No one has divided America like Trump has. He has also single-handedly lowered the entry level to understanding the politics of an election, and for the uninitiated, elevated it to mass entertainment. The first and third presidential debates are among the three most watched in history, respectively garnering 84 million and 71.6 million viewers in America. But the arena of a presidential election is unforgiving. A long-time nemesis of Trump said, “He has exposed his flaws and failures to the world and … the people he will brush up against for the rest of his life. To them he is now officially a joke.” And whether she wins or loses, Clinton’s accomplished political career will be permanently discoloured by investigations into her missteps.

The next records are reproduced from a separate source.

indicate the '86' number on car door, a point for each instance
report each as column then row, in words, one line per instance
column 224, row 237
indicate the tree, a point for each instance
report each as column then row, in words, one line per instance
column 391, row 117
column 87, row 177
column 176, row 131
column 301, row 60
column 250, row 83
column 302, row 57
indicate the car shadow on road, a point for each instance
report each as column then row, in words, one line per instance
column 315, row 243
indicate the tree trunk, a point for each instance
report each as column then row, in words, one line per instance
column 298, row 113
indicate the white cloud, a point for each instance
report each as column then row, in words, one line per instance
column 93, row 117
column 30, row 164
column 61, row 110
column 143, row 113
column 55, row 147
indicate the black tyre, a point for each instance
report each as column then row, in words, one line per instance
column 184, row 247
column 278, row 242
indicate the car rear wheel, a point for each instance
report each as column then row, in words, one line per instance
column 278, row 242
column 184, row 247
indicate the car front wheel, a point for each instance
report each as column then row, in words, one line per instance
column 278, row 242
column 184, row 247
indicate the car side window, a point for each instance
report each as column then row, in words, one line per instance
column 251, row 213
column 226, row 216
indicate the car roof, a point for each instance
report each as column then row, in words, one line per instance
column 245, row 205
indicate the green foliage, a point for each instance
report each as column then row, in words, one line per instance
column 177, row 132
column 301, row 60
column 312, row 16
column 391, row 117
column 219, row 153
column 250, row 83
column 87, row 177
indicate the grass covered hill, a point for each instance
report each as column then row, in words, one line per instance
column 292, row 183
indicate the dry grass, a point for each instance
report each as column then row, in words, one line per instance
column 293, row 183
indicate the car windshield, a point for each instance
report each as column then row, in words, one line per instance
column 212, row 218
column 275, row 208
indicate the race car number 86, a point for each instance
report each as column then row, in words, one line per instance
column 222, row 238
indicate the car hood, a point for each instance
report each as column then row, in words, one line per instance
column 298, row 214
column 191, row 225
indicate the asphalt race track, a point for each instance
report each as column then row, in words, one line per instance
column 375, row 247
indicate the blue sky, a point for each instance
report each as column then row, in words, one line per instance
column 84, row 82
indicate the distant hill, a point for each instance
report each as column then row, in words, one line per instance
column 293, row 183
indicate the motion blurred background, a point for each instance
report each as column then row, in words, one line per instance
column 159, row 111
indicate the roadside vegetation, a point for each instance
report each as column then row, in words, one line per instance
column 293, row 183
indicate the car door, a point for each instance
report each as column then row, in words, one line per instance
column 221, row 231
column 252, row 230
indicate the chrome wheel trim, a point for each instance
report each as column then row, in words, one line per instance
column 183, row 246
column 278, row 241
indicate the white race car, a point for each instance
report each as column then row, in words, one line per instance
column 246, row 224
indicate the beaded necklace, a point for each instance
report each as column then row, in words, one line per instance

Franklin D. Roosevelt was once described as having ‘a second-class intellect but a first-class temperament’. When angry, he would write draft after draft of speeches. By the sixth, most of the offensive phrases would be gone. Abraham Lincoln would write furious letters when he was mad. But he never mailed them. Barrack Obama confessed to cursing more in the oval office than he had in his entire previous life. But the new abnormal is how Trump and Clinton feed into each other’s vitriol causing reactions from raised eyebrows to abject shock in an election getting angrier by the day. And the new abnormal is how Rodrigo Duterte gets away with some of the most flagrant political rhetoric. As a parting shot, my friend interprets this angry phenomenon with resignation. In this digital media landscape that is crowded and noisy, perhaps there is a real need to be louder, be angrier, to offend, to shock, in order to get your message across, in order to get results.